By 2015, near-space pictures of earth had become the norm. Light sensitivity had improved so much that most camera manufacturers dispensed with the flash and replaced it with a pop-out balloon.

In 2016, self-described 'anti-entrepreneur' Grant M. A. Braech announced the Sisyphus Project, in which he undertook to produce a body of work consisting only of pictures taken from within earth's gravity well. But within months, angry investors were seeking their money back, after Braech 'accidentally' entered near-earth orbit when a floatibus in which he was riding was diverted due to a minor traffic accident and Braech neglected to deactivate his retinal recorder.
posted by anigbrowl at 11:09 AM on April 20, 2010

It's awesome that they did this with $150 worth of equipment. And they've found a suitably ambitious next challenge: a transatlantic flight.
posted by jjwiseman at 11:33 AM on April 20, 2010

I guess I'm the only one who got really excited thinking this was about an initiative to brew beer in space, right?...
posted by mannequito at 11:42 AM on April 20, 2010

OK, so the camera goes up 30K feet and then.....

Achieves near-Earth orbit? Comes plummeting down to Earth? 32.18 feet per second increasing every second until it hits terminal velocity, approximately 113 feet per second....

Try not to stand underneath it.
posted by zarq at 12:24 PM on April 20, 2010

This had already been done back in the sixties.
posted by rfs at 12:50 PM on April 20, 2010

Comes plummeting down to Earth?

It deploys a parachute on the way back down, zarq, slowing to apparently 10mph

Robert Harrison was also responsible for sending up and photographing a copy of The Sun newspaper as part of its 40th anniversary celebrations.

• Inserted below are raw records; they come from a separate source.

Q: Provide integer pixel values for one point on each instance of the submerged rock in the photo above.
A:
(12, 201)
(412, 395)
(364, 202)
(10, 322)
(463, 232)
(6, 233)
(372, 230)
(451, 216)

Ironically small world disclosure: I was Facebook Official with his sister last year, though I have never met Robert.
posted by Sparx at 2:12 PM on April 20, 2010

It deploys a parachute on the way back down, zarq, slowing to apparently 10mph

Ah! :) Thanks.
posted by zarq at 2:14 PM on April 20, 2010

I aim to found The Daedalus Project, whose mission is to warn The Icarus Project that they're making a terrible mistake, possibly using dense modernist prose.
posted by kersplunk at 3:50 PM on April 20, 2010

Personally, I'm a fan of The Register's PARIS project (Paper Airplane Released Into Space). They plan to send a balloon into the upper stratosphere and release a paper airplane.